No rescaldo das ambiguidades do governo federal em matéria de reforma tributária, há um dado marcante: a sua completa indiferença para o já consagrado na Constituição, principalmente em relação aos princípios fundamentais.
As formulações apresentadas ou em gestação tratam a Constituição como se fora um folhetim de edição periódica, a variar segundo os ditames da moda, sem uma orientação permanente.
O projeto de criação da Contribuição sobre Movimentações Financeiras constitui exemplo típico desse comportamento. Até o final de dezembro do ano passado vigia o IPMF (Imposto Provisório sobre Movimentações Financeiras). A sua instituição foi dificultosa.
Daí ter-lhe sido atribuída a provisoriedade, como fórmula para sua aceitação, que correspondeu apenas ao exercício de 1994, em face da decisão do Supremo Tribunal Federal, atribuindo-lhe a aplicação do princípio da anterioridade da lei.
Conseguiu o Executivo convencer o Congresso da sua necessidade, para suprir as dificuldades de caixa do Tesouro. Influiu, também, positivamente na sua aprovação, a adesão dos adeptos da corrente do imposto único, ávidos de acompanharem um experimento que poderia, no futuro, ser aproveitado para a implantação de sua utopia.
A instituição do IPMF exigiu que fosse aprovada emenda à Constituição, atribuindo-se competência à União para criá-lo, que o fez mediante lei complementar, logo editada.
Esse processo complexo de criação do IPMF deveu-se a obstáculos constitucionais. Com efeito, dispõe o seu art. 154, inciso 1, que a União pode criar novos impostos, por lei complementar, desde que sejam não-acumulativos e não tenham fato gerador e base de cálculo próprios dos impostos nela previstos.
Recentemente o Supremo Tribunal Federal julgou constitucional o adicional ao frete da marinha mercante, classificando-o como tributo, da espécie de contribuição de intervenção no domínio econômico. Considerou ainda que não teria havido invasão de competência na área do ICMS.
Em síntese, começou a prosperar o entendimento de que criado um tributo, da espécie contribuição, poderia ter fato gerador e base de cálculo semelhantes aos dos impostos e ser acumulativo.
É o pensamento mágico a operar. Menos magia de fada, e mais magia negra.
Rebatizar imposto de contribuição constitui emplastro jurídico primário e precário. Seguramente não apresenta a habilidade e perícia técnica típica das cirurgias cardíacas, em que se notabiliza o ministro Jatene.

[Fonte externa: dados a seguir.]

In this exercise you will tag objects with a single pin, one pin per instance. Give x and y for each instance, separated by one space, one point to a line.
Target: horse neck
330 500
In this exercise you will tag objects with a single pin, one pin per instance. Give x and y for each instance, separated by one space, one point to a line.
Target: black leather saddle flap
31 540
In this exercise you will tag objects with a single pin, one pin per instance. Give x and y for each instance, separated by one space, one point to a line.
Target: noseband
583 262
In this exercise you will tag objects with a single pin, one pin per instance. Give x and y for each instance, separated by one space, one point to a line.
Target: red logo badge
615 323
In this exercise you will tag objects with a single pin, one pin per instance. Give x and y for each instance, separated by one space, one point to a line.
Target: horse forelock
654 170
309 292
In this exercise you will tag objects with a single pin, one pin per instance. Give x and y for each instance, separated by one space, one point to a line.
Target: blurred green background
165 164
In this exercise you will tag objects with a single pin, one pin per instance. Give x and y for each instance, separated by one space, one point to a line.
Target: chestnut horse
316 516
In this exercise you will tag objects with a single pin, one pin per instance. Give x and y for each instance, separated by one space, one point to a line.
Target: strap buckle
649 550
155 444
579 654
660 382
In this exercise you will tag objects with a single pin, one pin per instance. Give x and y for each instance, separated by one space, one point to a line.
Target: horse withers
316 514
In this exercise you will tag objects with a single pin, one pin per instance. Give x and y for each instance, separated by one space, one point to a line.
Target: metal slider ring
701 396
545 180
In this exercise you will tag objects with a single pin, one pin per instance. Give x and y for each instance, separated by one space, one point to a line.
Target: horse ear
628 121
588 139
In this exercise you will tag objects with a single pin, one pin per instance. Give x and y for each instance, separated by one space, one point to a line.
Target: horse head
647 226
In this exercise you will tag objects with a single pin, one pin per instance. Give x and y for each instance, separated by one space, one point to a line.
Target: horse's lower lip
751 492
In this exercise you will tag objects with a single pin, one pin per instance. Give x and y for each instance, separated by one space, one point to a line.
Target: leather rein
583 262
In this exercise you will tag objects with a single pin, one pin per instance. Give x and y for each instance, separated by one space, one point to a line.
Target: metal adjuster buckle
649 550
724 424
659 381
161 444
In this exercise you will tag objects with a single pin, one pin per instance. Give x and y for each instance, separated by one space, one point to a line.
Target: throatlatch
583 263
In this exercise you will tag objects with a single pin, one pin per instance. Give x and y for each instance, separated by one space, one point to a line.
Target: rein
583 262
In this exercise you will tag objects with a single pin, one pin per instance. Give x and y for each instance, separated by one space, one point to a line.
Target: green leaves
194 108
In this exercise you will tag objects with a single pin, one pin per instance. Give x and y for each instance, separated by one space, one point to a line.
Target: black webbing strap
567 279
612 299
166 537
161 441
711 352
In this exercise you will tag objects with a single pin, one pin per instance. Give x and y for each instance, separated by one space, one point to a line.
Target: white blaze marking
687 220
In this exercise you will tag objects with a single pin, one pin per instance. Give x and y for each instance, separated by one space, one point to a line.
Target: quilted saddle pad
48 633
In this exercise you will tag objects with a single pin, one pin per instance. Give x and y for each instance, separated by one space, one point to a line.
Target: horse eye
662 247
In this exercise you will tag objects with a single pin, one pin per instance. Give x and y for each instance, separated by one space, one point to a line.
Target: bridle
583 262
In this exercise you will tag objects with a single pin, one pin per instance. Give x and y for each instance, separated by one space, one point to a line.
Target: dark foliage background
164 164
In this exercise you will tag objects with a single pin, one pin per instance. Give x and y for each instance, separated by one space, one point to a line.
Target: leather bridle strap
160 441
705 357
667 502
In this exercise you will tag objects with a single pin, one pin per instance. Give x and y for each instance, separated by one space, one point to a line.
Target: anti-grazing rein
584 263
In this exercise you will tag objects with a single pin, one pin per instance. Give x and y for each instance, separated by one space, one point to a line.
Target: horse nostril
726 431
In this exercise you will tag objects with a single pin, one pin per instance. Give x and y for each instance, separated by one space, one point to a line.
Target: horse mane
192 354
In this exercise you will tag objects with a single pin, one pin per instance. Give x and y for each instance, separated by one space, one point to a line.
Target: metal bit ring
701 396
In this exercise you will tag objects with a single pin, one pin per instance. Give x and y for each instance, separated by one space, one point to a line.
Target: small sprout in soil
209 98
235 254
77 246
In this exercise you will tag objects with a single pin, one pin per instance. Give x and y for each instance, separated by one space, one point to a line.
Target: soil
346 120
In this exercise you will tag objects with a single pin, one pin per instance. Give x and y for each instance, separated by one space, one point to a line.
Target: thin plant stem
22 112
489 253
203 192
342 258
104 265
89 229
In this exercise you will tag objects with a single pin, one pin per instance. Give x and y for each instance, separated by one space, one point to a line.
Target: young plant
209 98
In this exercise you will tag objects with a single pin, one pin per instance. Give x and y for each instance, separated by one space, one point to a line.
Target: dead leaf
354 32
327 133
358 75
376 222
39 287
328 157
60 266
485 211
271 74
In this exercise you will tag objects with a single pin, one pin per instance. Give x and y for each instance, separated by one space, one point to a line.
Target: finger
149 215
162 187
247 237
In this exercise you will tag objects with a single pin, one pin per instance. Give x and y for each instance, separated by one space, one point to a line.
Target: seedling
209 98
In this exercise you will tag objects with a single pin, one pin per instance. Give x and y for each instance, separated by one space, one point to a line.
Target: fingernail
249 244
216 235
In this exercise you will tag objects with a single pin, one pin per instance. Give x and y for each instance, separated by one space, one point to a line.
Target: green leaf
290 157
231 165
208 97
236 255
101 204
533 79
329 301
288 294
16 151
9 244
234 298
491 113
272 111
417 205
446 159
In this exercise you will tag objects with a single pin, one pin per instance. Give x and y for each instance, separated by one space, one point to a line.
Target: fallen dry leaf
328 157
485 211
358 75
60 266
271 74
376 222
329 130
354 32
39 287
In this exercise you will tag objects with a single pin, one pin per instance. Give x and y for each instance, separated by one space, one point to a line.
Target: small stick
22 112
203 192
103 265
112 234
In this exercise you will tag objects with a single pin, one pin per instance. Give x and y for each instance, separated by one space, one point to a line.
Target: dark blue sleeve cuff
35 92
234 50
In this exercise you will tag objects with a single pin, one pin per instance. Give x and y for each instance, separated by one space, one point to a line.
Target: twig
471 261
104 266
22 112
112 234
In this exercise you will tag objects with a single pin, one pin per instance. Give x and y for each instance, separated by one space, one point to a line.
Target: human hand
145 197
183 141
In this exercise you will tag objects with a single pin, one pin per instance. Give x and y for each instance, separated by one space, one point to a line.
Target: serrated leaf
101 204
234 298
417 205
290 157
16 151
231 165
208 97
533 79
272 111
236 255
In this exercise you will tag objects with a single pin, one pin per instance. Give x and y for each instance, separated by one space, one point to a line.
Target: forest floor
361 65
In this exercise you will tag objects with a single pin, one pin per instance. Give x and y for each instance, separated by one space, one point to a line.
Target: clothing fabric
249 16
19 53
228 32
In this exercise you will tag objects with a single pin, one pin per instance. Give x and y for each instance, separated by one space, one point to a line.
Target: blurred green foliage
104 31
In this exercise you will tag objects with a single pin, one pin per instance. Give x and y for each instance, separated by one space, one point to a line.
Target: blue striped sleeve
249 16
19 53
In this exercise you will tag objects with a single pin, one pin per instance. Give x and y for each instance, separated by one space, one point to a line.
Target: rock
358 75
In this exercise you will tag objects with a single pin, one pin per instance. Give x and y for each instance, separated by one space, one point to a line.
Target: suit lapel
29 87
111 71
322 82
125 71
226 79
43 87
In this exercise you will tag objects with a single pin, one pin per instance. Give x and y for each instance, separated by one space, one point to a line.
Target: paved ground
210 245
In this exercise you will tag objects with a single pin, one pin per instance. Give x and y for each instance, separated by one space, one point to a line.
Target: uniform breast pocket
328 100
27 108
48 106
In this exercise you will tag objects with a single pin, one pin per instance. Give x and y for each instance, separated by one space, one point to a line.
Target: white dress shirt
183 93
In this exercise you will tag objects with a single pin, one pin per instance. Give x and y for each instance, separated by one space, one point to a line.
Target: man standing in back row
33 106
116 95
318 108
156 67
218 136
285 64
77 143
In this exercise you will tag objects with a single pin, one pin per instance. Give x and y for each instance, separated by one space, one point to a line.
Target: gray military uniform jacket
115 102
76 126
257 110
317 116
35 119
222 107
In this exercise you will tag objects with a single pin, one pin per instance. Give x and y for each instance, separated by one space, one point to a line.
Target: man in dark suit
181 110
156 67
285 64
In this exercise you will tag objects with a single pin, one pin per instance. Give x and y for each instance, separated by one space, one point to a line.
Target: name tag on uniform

De qualquer sorte, é de se lembrar que a criação da contribuição sobre movimentações financeiras, mediante lei complementar, utilizando-se da faculdade prevista no art. 195, parágrafo 4º da Constituição, que possibilita a instituição de outras fontes de custeio para a seguridade social, aplicam-se as mesmas restrições previstas no art. 154, inciso 1, já referido.
Parece que o caminho a ser adotado será de emenda à Constituição. As dificuldades de tramitação serão idênticas às do IPMF. Depois, virão inevitavelmente as discussões judiciais.
O IPMF é bom exemplo. Quando o Supremo julgou sua constitucionalidade, adotou a tese de que é possível a ocorrência de normas constitucionais dotadas de inconstitucionalidade, quando ocorre ofensa a princípios constitucionais fundamentais. Foi o caso da proibição da cobrança do IPMF em 1993, por prevalência do princípio da anterioridade da lei e o reconhecimento da aplicação do princípio da imunidade recíproca.
Pode ser que, no final, essa tentativa de instaurar a contribuição apenas mudando o nome do IPMF tenha o mesmo significado e efeito da providência adotada pelo marido que era traído pela esposa no sofá da sala e simplesmente mandou jogar fora o sofá.

OSIRIS DE AZEVEDO LOPES FILHO, 55, advogado, é professor de Direito Tributário e Financeiro da Universidade de Brasília e ex-secretário da Receita Federal.